Baseline models include a plain GRU predictor (no attention), an HMM predictor, and a dynamic Bayesian network predictor.

Results

• The Seq2Seq‑Attention model achieves Top‑1 accuracy of 78 %, Top‑3 accuracy of 92 %, and a BLEU score of 0.71, outperforming the plain GRU (Top‑1 ≈ 65 %, BLEU ≈ 0.58) and the probabilistic baselines (Top‑1 ≈ 55 %).
• When the predicted calls are added to the input of an SVM‑based IDS, the false‑positive rate drops from 12 % to 4 %, while overall accuracy remains above 96 %. Similar gains are observed for Random Forest and LSTM detectors: recall improves from 0.88 to 0.94, and F1 scores increase by 5–7 %.
• Ablation of the attention layer reduces prediction accuracy by roughly 7 %, confirming that focusing on salient calls is crucial for both prediction and downstream detection.

Discussion of Limitations

1. Vocabulary Maintenance – The call vocabulary must be updated when new kernel modules or OS versions introduce additional system calls; otherwise the model cannot encode unseen tokens.
2. Computational Overhead – Attention requires O(N × M) operations per decoding step (N = source length, M = target length), which may hinder real‑time deployment on high‑throughput servers. Optimizations such as sparse attention or transformer‑style linearized attention are suggested for future work.
3. Dataset Generalization – Experiments are confined to ADFA‑LD (Linux). The model’s performance on Windows, macOS, or heterogeneous enterprise environments remains untested. Cross‑domain validation would be needed before production use.

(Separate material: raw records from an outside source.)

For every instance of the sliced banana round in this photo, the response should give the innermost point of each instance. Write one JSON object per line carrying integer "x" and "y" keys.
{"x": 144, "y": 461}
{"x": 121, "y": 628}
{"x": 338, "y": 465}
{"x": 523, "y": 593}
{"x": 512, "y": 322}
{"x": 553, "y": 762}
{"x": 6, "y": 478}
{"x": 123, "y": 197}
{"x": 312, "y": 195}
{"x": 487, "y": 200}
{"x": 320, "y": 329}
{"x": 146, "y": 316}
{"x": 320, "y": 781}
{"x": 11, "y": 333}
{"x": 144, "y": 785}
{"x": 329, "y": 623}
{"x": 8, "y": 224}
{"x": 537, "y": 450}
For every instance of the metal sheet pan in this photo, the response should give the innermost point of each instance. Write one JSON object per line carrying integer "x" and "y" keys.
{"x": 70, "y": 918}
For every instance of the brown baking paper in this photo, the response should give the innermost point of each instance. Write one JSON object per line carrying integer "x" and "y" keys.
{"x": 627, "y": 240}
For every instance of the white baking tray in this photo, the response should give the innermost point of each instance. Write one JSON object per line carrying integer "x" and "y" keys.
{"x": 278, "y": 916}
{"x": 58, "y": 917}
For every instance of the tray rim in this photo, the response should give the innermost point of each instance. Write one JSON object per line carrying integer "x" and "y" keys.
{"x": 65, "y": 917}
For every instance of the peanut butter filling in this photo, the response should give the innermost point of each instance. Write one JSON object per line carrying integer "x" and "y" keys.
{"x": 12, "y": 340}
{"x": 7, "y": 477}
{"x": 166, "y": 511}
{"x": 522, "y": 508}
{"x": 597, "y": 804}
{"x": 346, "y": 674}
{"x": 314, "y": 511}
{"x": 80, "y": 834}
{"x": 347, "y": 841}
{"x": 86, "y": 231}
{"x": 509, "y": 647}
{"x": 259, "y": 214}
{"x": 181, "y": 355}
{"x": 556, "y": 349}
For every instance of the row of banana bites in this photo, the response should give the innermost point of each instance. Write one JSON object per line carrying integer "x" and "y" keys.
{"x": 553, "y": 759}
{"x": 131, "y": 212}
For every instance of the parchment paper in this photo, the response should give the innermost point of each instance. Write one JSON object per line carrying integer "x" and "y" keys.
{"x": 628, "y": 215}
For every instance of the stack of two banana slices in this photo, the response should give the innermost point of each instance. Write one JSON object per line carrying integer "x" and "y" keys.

Conclusions and Future Directions
The paper demonstrates that treating system‑call logs as a language and applying a Seq2Seq model with attention can simultaneously (a) predict the most likely future calls and (b) enrich the feature set for conventional IDS, leading to markedly lower false‑positive rates. Future research avenues include:

• Deploying lightweight attention variants (e.g., Linformer, Performer) to meet real‑time constraints.
• Extending the framework to multimodal inputs (network flow features, process metadata) for richer context.
• Implementing online learning or continual adaptation to handle concept drift as attackers evolve their tactics.

Overall, the work provides a compelling proof‑of‑concept that deep sequence modeling can move intrusion defense from reactive detection toward proactive prediction.